I agree with your advise that the Muslims should pass the hat and establish a privately held mosque. That would be a normal and acceptable solution.

However, I would not allow Saudi money to come in and fund a mosque. Foreign monies for investment are fine. But the proliferation of wahhabi mosques is for cultural imperialism. We must stop it. Again, we can't build churches in Saudi Arabia. They cannot build mosques here.

Were this in America, the big worry will be about the separation of church and state. Perhaps this could only be addressed by keeping multifaith spaces. I do not think the Constitution commits us to building mosques. And, preventing public dollars from funding them does NOT establish a religion.

The real issue here is does the West have a culture? Are we just as Islamic as not? And, to add a question; is the opposite of "unintended strife" surrender? Because, some groups do not seem to want a multi-faith room. And, if you do not stand for something, you'll fall for anything.

www.culturism.us

maccusgermanis said...

In fact I would be against a multi-faith room. I am, in keeping with Judeo-Christian tradition, reflexively suspect of communitarian and governmental solutions. How, as a part of Christian tradition, can nominal Christians seek state and corporate solutions to problems repeatedly affirmed to be individual? Where in Christian tradition is it ever claimed that Christ petitioned Roman governors to curb drinking, prostitution, or the growth of various cults?
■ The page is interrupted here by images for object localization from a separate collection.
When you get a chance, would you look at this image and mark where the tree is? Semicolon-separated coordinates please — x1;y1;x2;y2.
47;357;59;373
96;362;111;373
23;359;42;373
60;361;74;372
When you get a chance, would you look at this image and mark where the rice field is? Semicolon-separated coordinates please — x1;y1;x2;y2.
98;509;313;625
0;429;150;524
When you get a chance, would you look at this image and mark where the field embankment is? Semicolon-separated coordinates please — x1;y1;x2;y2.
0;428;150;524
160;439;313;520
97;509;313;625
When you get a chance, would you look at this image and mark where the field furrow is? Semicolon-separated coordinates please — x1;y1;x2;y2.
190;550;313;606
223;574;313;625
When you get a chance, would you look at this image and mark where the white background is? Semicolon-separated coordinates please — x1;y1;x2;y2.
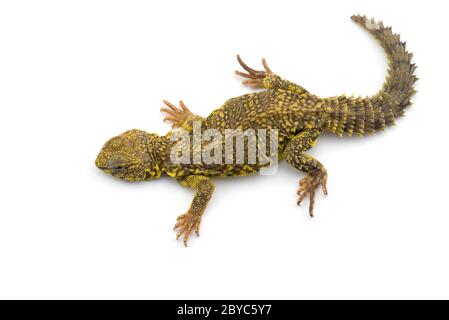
0;0;448;300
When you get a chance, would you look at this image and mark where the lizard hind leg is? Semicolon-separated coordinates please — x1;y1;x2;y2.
235;55;312;96
283;125;328;217
296;157;328;217
235;55;273;89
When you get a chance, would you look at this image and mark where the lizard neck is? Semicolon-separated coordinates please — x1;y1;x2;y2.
144;134;172;179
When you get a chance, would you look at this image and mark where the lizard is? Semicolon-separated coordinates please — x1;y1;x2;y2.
95;15;417;246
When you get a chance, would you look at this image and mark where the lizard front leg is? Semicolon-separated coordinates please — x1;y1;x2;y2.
174;175;215;246
235;55;310;95
160;100;205;131
283;124;328;217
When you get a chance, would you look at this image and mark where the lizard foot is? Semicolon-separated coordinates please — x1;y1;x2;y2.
173;212;201;247
297;172;328;217
161;100;193;128
235;55;273;88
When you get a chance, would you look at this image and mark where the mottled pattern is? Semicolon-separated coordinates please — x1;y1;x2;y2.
96;15;417;246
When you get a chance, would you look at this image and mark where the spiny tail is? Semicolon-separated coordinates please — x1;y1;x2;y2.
324;15;417;136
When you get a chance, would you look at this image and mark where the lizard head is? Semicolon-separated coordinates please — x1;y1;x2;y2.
95;129;164;181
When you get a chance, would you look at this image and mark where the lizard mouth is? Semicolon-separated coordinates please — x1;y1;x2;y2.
95;154;133;171
96;161;130;173
105;164;129;172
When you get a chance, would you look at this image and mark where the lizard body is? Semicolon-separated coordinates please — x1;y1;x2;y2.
95;15;417;246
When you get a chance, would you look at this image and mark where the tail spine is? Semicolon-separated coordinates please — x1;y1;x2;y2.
324;15;418;136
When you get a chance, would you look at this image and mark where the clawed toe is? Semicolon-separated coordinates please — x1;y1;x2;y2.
173;212;201;247
160;100;192;128
235;55;273;88
297;173;328;217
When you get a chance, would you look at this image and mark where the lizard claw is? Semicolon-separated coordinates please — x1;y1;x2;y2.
173;212;201;247
297;172;328;217
235;55;273;88
160;100;192;128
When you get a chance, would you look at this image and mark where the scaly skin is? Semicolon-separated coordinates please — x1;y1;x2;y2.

Governance is the management of a tradition's failure, but it is a poor copy and no substitute. "Culturists" will never change, nor preserve cultures without understanding, and giving deference to the supremacy of individuals. It is formerly state sponsored culture that fails to a greater degree than whatever can be self supporting. -Europes churches and traditions that fall faster than US- It is American culture, that is best defined by the Englishman John Milton. "Let truth and falsehood graple." The government has little place in the necessary conflicts of culture and tradition. It is in place to ameliorate the breakdown of civility arrising from such conflict. State sponsorship of denominations does create unneccesary conflict, in which arguably free peoples argue over the patronage of traditions that can not garner naturally evolved support.

Unknown said...

"Governance is the management of a tradition's failure." That is beautiful.

Certainly, a culture cannot be wholly made or imposed from the top. It is either there or it is not. But government policies and attitudes have an impact. For example, not having a border tells America it has no nation. If you, as before, have a border for culturist reasons, and your textbooks affirm it, you have pride in a heritage. Whether you live up to it or not, it becomes coin of the realm.
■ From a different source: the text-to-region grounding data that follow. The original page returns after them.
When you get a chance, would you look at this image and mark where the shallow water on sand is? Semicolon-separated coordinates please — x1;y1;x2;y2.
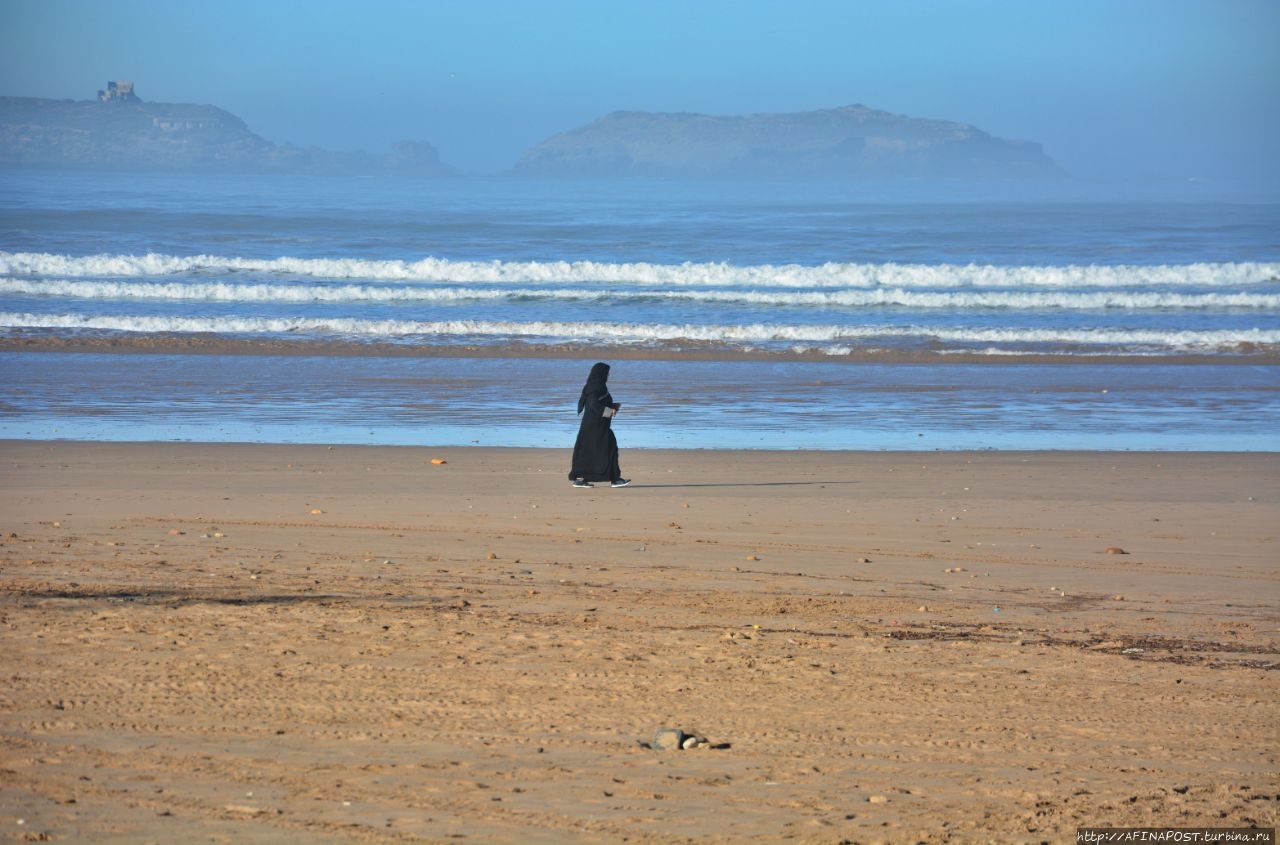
2;352;1276;451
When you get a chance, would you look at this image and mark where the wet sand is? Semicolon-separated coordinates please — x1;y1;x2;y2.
1;441;1276;843
4;329;1276;364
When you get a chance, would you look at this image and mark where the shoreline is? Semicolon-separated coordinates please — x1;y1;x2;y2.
3;331;1278;365
2;438;1276;456
5;350;1278;452
3;440;1276;842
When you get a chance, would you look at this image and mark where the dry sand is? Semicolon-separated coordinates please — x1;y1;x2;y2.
1;441;1276;844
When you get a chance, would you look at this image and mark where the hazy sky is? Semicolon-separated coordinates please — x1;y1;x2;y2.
2;0;1277;183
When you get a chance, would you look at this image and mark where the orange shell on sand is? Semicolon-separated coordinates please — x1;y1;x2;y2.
431;458;447;465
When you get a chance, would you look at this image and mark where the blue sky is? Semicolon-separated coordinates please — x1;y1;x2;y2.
1;0;1277;184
Individualism reigning supreme requires a cultural supposition. For example, in nations where they beat women who show their hair, individualism cannot thrive. And a sound economy is needed for the economic opportunity of individualism. Again, pure individualism and border laws do not reconcile. We have a country and a culture.
That said, yes, it is individualistic.

I love Isaiah Berlin's understanding of the American Puritans. They recognized that liberty required morals. This was contrasted with license, which only enslaved you. Irresponsible living diminishes choices. It was easier to be a saint in a community of saints and so a community was needed. The Founding Fathers also thought a particular type of individualism, a republican outlook, necessary for the continuance of our national experiment.
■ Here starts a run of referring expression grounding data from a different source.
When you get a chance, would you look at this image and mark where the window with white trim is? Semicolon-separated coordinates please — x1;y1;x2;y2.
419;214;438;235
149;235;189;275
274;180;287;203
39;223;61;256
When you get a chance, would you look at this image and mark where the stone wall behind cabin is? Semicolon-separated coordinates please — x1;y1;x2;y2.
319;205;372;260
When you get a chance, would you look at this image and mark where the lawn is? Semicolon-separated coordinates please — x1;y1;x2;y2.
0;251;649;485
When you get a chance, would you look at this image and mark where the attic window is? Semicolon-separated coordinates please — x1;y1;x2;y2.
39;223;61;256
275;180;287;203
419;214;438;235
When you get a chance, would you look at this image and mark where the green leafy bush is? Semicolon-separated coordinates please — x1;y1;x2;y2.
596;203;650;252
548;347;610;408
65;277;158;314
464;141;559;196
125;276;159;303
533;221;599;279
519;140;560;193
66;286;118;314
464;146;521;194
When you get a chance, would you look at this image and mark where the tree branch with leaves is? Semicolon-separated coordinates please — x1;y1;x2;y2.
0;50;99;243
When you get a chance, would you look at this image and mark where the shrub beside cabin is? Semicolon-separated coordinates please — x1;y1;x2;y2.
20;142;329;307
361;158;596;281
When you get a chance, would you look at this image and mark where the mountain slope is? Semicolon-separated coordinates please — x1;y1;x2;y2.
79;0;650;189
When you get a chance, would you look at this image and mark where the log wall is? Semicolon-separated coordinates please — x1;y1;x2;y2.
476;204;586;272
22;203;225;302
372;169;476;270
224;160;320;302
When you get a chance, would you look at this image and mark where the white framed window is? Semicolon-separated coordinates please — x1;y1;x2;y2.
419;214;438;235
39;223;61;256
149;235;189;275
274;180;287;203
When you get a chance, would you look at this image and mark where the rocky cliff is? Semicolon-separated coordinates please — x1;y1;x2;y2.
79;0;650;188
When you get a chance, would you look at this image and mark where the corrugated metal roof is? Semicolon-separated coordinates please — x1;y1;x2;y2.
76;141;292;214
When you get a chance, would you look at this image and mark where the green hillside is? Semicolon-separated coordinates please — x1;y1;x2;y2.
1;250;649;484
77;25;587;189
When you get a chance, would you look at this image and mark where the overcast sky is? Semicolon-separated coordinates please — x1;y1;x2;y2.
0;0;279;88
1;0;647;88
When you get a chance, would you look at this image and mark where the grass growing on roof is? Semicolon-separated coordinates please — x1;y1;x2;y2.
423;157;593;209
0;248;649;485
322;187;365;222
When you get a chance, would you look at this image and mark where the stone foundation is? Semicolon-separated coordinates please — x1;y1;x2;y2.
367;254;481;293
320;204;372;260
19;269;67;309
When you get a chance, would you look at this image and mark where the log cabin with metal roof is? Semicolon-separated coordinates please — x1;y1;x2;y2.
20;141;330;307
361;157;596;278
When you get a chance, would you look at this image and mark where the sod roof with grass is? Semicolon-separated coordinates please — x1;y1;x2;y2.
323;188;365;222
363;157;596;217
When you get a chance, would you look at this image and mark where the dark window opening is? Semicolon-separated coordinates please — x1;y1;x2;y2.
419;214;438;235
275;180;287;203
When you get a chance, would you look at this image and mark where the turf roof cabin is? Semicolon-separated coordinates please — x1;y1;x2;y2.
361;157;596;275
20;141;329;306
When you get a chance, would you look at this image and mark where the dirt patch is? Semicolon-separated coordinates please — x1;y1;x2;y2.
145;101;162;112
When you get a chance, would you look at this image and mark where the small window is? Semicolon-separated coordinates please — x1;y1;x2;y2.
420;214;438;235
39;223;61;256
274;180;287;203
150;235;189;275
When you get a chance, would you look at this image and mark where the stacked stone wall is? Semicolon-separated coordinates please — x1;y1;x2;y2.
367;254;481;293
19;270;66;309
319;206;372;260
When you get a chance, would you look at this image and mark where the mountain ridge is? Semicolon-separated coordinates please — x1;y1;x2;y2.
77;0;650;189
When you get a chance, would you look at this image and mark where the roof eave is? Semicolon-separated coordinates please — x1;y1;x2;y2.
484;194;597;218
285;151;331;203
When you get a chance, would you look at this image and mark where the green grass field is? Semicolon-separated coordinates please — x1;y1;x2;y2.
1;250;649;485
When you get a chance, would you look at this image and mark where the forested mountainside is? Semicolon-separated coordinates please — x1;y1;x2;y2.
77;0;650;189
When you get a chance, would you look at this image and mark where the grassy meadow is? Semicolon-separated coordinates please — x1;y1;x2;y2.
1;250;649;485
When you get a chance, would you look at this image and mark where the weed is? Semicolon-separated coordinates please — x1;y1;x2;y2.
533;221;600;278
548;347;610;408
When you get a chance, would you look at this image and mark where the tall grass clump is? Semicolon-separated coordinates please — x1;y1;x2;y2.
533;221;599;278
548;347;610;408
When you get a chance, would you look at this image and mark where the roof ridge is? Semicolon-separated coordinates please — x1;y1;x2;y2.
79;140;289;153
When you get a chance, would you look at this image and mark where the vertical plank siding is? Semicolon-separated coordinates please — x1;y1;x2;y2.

To say that we can have no government policy concerning our culture strips us of our borders and morals. After that, schools must be multicultural and I cannot disagree with Islamic universities. I believe we are a western nation. And whereas this doesn't mean the government builds churches or selects priests, it does mean we can prohibit Mosques being built with government money. This would reify our collective identity, increase our sense of responsibility to it, and make our sense of individualism recognize duty and so become more realistic.